Intelligent
Design and Other Religious Beliefs
December 30, 2005
Last week sanity
in American education was hopefully restored as
a Federal court banned the school board of Dover
County, Pennsylvania from teaching “intelligent
design” in its high school biology classes.
US District Judge John Jones condemned the “breathtaking
inanity” of the school board that tried
to sneak this bit of Christianity into the public
schools.
The “intelligent design” movement
is just the latest manifestation of fundamentalist
Christianity’s attempt to teach the Bible
in science classes. Charles Darwin, the scientist
who developed the theory of evolution by natural
selection, himself realized that this was a major
and severe blow to those who believed in the literal
truth of the Biblical account of creation in seven
days found in the Book of Genesis. Almost immediately
there arose a backlash among literalist Christians
who could not accept Darwin’s theory because
it would mean the Bible was not literally true.
While these groups were present in Europe, they
really came into their own in what became known
as “fundamentalist” Christianity in
the US. Christian fundamentalism remains quite
strong in the US even in the present time.
Fundamentalists first tangled with Darwin in the
1920s during the famous Scope Case, where a Tennessee
teacher was tried for violating the state ban
on teaching evolution. That case held up fundamentalists
to national ridicule.
After the shock of the Soviet launch of the Sputnik
satellite in 1957, the US embarked on a national
program of upgrading the quality of science education.
A result was the widespread teaching of evolution,
even in conservative states with fundamentalist
populations. This led to a backlash, which culminated
in court cases in the early 1980s in which local
school boards were trying to teach “Creationism”
alongside with evolution. This was pitched as
providing equal time to multiple explanations
of the origins of life on Earth. The courts saw
through the charade, and banned “creationism”
as just dressed-up religion.
By the late 1990’s, fundamentalist Christianity
was ready for another try. This time they wanted
to apply more direct scientific veneer to their
schemes. The religious package would now be wrapped
inside something called “intelligent design”.
This concept, propounded by Michael Behe, who
is a tenured university professor, proclaimed
that certain elements of biology, particularly
at the level of proteins within the cells, were
so complex that they could not conceivably have
evolved. Behe also argued that some processes
were so complex and interdependent on a whole
slew of proteins that there was no way they could
all have evolved together simultaneously. Given
that assumption, the logical conclusion is that
an “intelligent designer” had to make
them. Neither Behe nor the school board in Dover
County would say out loud who this designer is,
but it is clearly God, not little green men from
Mars (and if it was men from Mars, then we still
have the problem of how they came to be!).

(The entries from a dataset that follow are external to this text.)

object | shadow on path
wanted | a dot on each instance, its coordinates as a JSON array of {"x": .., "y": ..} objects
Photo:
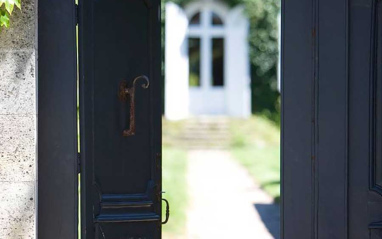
[{"x": 270, "y": 215}]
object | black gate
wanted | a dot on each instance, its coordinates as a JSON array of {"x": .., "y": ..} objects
[{"x": 120, "y": 105}]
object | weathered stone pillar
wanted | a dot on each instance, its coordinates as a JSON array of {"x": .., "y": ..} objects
[{"x": 18, "y": 114}]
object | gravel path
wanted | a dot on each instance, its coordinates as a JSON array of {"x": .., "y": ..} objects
[{"x": 225, "y": 202}]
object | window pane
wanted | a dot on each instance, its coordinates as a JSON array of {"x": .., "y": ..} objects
[
  {"x": 194, "y": 61},
  {"x": 195, "y": 20},
  {"x": 216, "y": 20},
  {"x": 218, "y": 61}
]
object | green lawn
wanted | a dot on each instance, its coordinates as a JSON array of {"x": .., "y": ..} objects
[
  {"x": 175, "y": 185},
  {"x": 256, "y": 145}
]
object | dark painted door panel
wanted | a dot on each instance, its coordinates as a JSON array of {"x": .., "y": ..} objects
[{"x": 121, "y": 174}]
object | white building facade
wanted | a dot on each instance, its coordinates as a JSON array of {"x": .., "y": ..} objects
[{"x": 207, "y": 61}]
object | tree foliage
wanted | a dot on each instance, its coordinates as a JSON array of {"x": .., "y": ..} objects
[
  {"x": 6, "y": 9},
  {"x": 263, "y": 42}
]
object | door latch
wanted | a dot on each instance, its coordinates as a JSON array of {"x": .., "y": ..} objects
[
  {"x": 130, "y": 91},
  {"x": 167, "y": 211}
]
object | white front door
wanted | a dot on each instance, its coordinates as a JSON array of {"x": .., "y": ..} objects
[{"x": 206, "y": 47}]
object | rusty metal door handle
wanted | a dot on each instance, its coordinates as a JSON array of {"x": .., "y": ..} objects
[
  {"x": 167, "y": 211},
  {"x": 125, "y": 91}
]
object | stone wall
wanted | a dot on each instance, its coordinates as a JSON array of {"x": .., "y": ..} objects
[{"x": 18, "y": 114}]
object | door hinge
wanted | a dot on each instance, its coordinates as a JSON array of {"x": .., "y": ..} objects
[
  {"x": 77, "y": 14},
  {"x": 78, "y": 163}
]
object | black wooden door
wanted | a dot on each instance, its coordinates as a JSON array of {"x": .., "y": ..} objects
[
  {"x": 332, "y": 119},
  {"x": 120, "y": 118}
]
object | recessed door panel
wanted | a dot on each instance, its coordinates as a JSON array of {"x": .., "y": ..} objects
[{"x": 120, "y": 118}]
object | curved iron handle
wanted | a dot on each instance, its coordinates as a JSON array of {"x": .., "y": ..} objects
[
  {"x": 123, "y": 92},
  {"x": 167, "y": 211}
]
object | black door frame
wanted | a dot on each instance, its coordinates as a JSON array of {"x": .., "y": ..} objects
[{"x": 57, "y": 125}]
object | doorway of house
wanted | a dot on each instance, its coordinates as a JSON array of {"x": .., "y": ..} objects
[{"x": 221, "y": 131}]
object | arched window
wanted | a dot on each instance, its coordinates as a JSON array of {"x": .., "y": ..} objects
[
  {"x": 195, "y": 20},
  {"x": 216, "y": 20},
  {"x": 206, "y": 49}
]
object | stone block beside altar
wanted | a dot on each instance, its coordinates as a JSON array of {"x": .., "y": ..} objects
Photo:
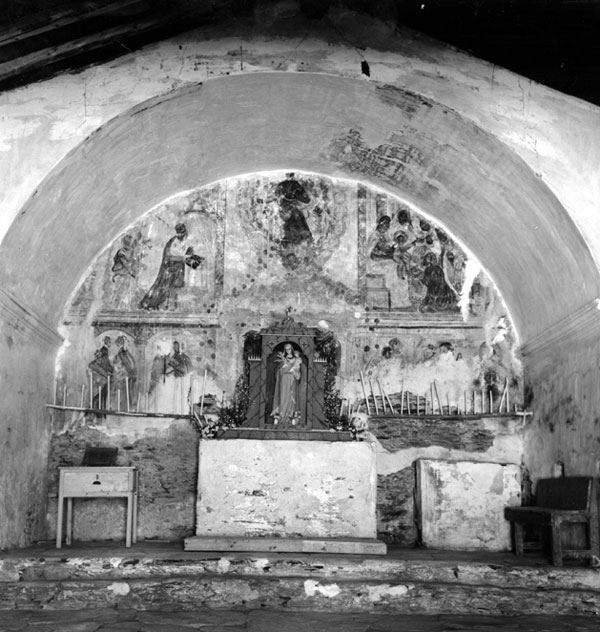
[{"x": 285, "y": 490}]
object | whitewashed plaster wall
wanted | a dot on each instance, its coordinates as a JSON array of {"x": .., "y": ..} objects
[
  {"x": 554, "y": 134},
  {"x": 40, "y": 124}
]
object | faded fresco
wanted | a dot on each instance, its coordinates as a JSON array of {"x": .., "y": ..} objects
[{"x": 160, "y": 321}]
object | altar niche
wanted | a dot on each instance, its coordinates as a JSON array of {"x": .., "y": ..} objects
[{"x": 290, "y": 369}]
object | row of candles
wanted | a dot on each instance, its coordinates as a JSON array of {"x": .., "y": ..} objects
[
  {"x": 473, "y": 402},
  {"x": 124, "y": 400}
]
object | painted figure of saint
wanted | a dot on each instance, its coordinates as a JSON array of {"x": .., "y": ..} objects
[
  {"x": 170, "y": 380},
  {"x": 291, "y": 195},
  {"x": 440, "y": 296},
  {"x": 125, "y": 370},
  {"x": 177, "y": 363},
  {"x": 177, "y": 254},
  {"x": 381, "y": 248},
  {"x": 123, "y": 259},
  {"x": 286, "y": 398},
  {"x": 101, "y": 368}
]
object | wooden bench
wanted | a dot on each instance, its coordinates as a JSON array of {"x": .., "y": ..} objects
[{"x": 560, "y": 502}]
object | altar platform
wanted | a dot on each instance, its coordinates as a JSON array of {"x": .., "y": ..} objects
[{"x": 153, "y": 576}]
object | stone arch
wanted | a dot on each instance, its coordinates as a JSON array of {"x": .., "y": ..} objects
[{"x": 412, "y": 147}]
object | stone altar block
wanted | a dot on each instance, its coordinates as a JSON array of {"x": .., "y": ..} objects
[
  {"x": 462, "y": 504},
  {"x": 284, "y": 492}
]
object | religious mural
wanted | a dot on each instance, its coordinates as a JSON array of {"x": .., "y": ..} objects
[
  {"x": 161, "y": 321},
  {"x": 412, "y": 265}
]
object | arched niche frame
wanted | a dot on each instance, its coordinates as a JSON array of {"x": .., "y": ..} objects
[
  {"x": 262, "y": 369},
  {"x": 408, "y": 144}
]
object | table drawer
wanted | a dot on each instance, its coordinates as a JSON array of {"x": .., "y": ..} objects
[{"x": 95, "y": 483}]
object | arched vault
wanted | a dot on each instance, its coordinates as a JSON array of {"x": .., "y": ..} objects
[{"x": 415, "y": 148}]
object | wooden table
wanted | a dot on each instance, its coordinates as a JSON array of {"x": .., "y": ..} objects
[{"x": 97, "y": 482}]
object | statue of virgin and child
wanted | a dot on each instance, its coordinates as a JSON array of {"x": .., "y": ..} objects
[{"x": 285, "y": 409}]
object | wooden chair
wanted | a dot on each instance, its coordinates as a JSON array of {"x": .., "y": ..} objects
[{"x": 560, "y": 502}]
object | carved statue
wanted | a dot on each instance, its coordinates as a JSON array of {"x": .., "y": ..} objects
[{"x": 285, "y": 408}]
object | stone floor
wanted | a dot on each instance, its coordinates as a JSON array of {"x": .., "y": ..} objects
[
  {"x": 489, "y": 592},
  {"x": 110, "y": 620}
]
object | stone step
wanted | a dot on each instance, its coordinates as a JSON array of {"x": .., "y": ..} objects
[
  {"x": 295, "y": 593},
  {"x": 404, "y": 582}
]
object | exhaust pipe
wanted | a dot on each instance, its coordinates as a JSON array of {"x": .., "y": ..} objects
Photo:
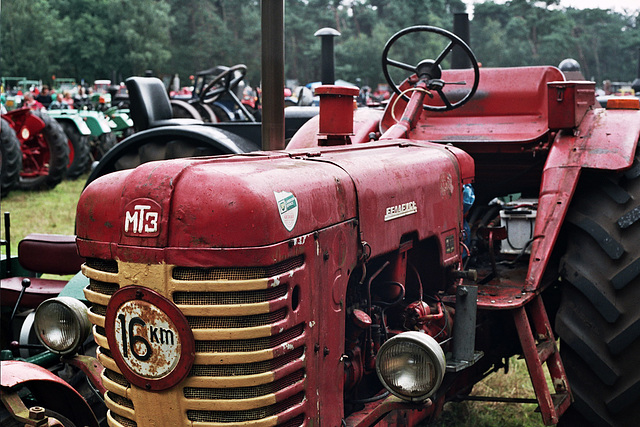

The problem with intelligent design is that it
is not science. A scientific theory, such as evolution
by natural selection, must explain the observed
facts using the laws of nature as they are known.
In addition, a real scientific theory must be
testable and falsifiable. If for example, the
DNA of a lion was more similar to an elephant
than a tiger, that would falsify the theory of
evolution, as evolution clearly predicts that
tigers and lions, based on their biological similarity,
must have evolved from a common ancestor. Intelligent
design makes no testable predictions nor does
it explain the observed facts.
Evolution is the only theory that explains why
all life shares a common biochemistry, and why
the closer two species are in the fossil record
and in their biological characteristics, the closer
they are in their DNA. Evolution also explains
why life exists in groups of species with shared
characteristics. Just think of the whales or the
bats or the beetles (there are literally thousands
of beetle species in existence). And if we look
in the fossil record for example, we find over
30 different species of elephants and mammoths
that existed in the last few million years. Evolution
also explains why some species can interbreed
and produce young (horses and donkeys to make
mules).
Science should be taught in science class and
religion in religion class. Islam does not have
a story that has the literal elements of Genesis.
Which makes it doubly disturbing to see so much
creationist literature in mosque bookstores around
the country. It is in fact an odd example of Christian
fundamentalist thinking entering Muslim thought.